Começando pelo começo: o candidato a vice pela chapa do PSDB, Índio da Costa, botou a boca no trombone e anunciou o que todo mundo que sabe ler e tem acesso a publicações impressas diária e semanalmente já sabia: o PT tem conexões sólidas com as FARC, as Forças Armadas Revolucionárias da Colômbia - guerrilha mambembe sustentada pelo narcotráfico enraizado naquele país vizinho.

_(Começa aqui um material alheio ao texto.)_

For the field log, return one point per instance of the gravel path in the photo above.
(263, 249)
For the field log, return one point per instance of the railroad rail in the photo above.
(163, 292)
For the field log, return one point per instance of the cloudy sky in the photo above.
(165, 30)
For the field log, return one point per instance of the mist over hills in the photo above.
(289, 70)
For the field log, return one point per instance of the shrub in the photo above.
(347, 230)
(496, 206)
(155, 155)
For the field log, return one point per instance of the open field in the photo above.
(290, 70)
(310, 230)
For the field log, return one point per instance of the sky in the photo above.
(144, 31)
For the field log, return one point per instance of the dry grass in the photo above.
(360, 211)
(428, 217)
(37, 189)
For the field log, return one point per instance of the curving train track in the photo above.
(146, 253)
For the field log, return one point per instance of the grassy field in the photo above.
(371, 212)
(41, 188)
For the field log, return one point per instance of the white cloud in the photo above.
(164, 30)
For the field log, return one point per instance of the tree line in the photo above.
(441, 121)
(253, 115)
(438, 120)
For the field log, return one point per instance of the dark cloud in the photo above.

Segundo ato: os petralhas entraram em transe. Horrorizados com essa denúncia (ainda que requentada) em ano eleitoral, quando fazem de tudo para sustentar o projeto de uma pseudo-candidata, os petralhas sacudiram céus e terra e avisaram que pretendem processar meio mundo por causa da revelação deste segredo de polichinelo.
Terceiro ato: José Serra, o candidato tucano que procura o quanto pode manter-se à margem de controvérsias, foi obrigado a entrar no ringue e apoiar as palavras de seu vice. E é aí que mora o perigo: Serra apoiou Índio, mas não integralmente. Disse que há, mesmo, uma ligação entre o PT e as FARC, mas não com o narcotráfico.

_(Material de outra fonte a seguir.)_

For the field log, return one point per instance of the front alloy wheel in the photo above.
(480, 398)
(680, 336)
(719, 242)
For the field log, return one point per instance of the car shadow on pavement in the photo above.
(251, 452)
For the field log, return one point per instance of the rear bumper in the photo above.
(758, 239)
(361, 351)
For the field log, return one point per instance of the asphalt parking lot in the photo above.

A reflexão do Blog do Lessa: as FARC são uma narco-guerrilha; suas atividades subversivas são sustentadas com o dinheiro podre do tráfico de drogas; qualquer um (pessoa física ou jurídica, brasileira, colombiana ou de qualquer outro país) que se disponha a manter relações e construir vínculos com essa organização-escória da humanidade não pode manter relações com um aspecto da organização apenas e desconhecer e/ou desconsiderar o que lhe dá suporte. Até porque, dado o histórico de trampolinagens praticadas à luz do dia (o mensalão é um exemplo) e de crimes não-resolvidos (a morte de Celso Daniel é outro exemplo), é necessário que José Serra demonstre coerência e firmeza, apoiando integralmente a denúncia de seu companheiro de chapa. Essa postura é politicamente interessante? À primeira vista, talvez não. Mas se se pretende limpar o panorama político do fazendão (e a Lei da Ficha Limpa é apenas um tímido primeiro passo), é preciso botar a ferramenta na mesa e os pingos nos “i”s. O eleitor agradece.